When the third Huffman coding unit 153 codes this quantized output using the Huffman coding table 16, "0,0,0,0,0,0,0,2,0,
0,0,0,0,0,0,2,0,0,0,0,0,
0,0,2,0,0,0,0,0,0,0,1,0,
0,0,0,0,0,0,1 ", and the bit number of the AC component is 56 bits.

That is, "0,0,0,0,0,0,0,
"2" has 7 runs and a value of 2 and is 12 bits, and "0,0,0,0,0,0,0,1" has 7 runs and a value of 1 and has 8 bits. It becomes 52 bits, and 4 bits of EOB are added to this to become 56 bits.

The code amount of each of the Huffman coding units 151 to 153 is counted by the code selection unit 17, and the code amount of the coding unit 152 which generated the smallest code amount, that is, the code of 14 bits is selected. Thus the multiplexing unit 1
Reference numeral 8 adds a code after the selected information bit indicating the Huffman code, and outputs the coded data.

In this way, each Huffman coding unit 151-1
Since the code from the coding unit having the smallest code amount when 5 3 is coded is selected and output as the coded data, the coding efficiency can be improved. That is, it is possible to output encoded data having a higher compression rate.

Further, since the Huffman coding units 151 to 153 differ only in the order of rearranging from the two-dimensional array to the one-dimensional array, the device scale can be slightly increased and easily realized.

In the above embodiment, three types of Huffman coding units are used, but the present invention is not necessarily limited to this. Even if two types of Huffman coding units are used, there are four or more types. A Huffman coding unit may be used.

[0038]

As described above, according to the present invention, it is possible to improve coding efficiency by performing various kinds of coding for each block and selecting and outputting the code having the smallest code amount.

[Brief description of drawings]

FIG. 1 is a block diagram showing an embodiment of the present invention.

FIG. 2 is a diagram showing a scanning order when rearranging from a two-dimensional array to a one-dimensional array in the second Huffman encoding unit of the embodiment.

FIG. 3 is a diagram showing a scanning order when rearranging from a two-dimensional array to a one-dimensional array in a third Huffman coding unit of the embodiment.

FIG. 4 is a diagram showing an example of a Huffman encoding table according to the same embodiment.

FIG. 5 is a block diagram showing a conventional example.

FIG. 6 is a diagram showing an example of a quantization table.

FIG. 7 is a diagram showing a scanning order when rearranging from a two-dimensional array to a one-dimensional array in the conventional and first Huffman encoding units.

FIG. 8 is a diagram showing an example of an image signal.

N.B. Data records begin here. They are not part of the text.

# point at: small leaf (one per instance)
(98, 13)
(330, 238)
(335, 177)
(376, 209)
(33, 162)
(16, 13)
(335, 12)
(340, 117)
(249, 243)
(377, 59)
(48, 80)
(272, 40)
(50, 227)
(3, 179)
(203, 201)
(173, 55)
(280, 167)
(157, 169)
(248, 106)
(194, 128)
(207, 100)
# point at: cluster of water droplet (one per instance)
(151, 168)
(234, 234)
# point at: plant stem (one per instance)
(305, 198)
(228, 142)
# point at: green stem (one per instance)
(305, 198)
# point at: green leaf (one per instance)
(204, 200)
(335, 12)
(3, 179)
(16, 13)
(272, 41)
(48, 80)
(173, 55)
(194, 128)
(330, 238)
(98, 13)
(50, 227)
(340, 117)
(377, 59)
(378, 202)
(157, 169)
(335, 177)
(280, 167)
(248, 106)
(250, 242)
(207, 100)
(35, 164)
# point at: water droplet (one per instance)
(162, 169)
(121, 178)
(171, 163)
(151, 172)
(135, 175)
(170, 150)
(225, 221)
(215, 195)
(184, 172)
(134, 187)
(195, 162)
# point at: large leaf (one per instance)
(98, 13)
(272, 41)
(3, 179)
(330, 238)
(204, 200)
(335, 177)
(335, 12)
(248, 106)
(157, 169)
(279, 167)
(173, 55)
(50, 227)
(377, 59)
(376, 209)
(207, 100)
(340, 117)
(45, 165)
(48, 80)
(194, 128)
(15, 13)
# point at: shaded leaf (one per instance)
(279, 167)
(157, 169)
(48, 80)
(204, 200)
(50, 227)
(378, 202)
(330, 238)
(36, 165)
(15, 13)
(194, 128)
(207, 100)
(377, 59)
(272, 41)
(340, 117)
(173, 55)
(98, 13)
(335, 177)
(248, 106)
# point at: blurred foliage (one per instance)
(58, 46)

FIG. 9 is a diagram showing an example of an orthogonal transform output.

FIG. 10 is a diagram showing an example of a quantized output.

FIG. 11 is a diagram showing an example of an image signal area.

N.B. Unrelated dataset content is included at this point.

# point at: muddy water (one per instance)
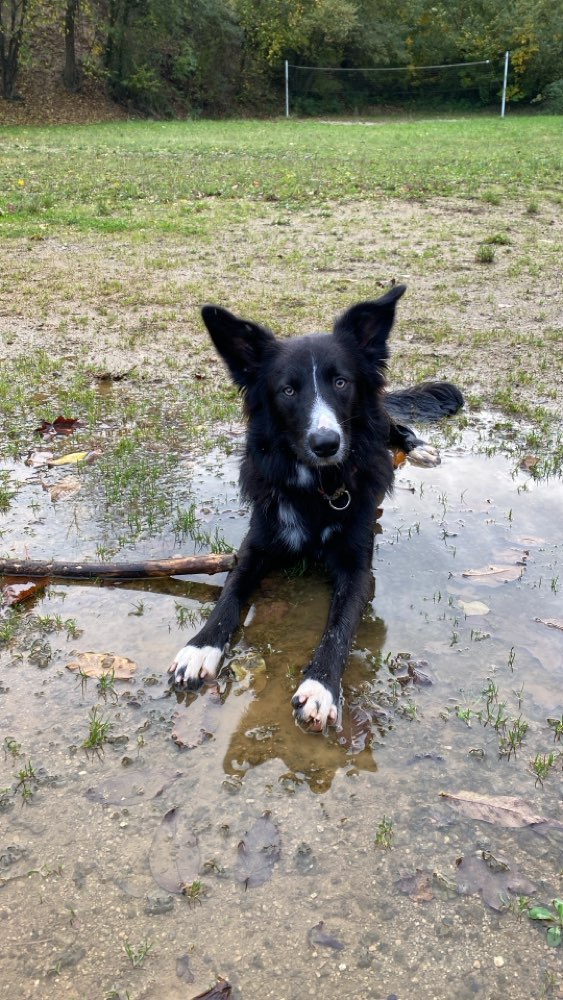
(362, 894)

12 is a diagram showing an example of a converted signal area corresponding to FIG.

[Explanation of symbols]

 11 ... Block division unit 12 ... Orthogonal transformation unit 13 ... Quantization unit 151-153 ... Huffman coding unit 17 ... Code selection unit

Claims (1)

[Claims] 1. A block division unit that divides an image signal into blocks composed of a plurality of pixels, an orthogonal transformation unit that performs orthogonal transformation of each block divided by this block division unit, and a block for each block from the orthogonal transformation unit. A quantizer that quantizes the orthogonal transform output, a plurality of encoders that encode the quantized output from this quantizer by different encoding processes, and the smallest amount of code output from each encoder An image coding apparatus, comprising: a code selecting unit that selects a coding unit that performs the image coding.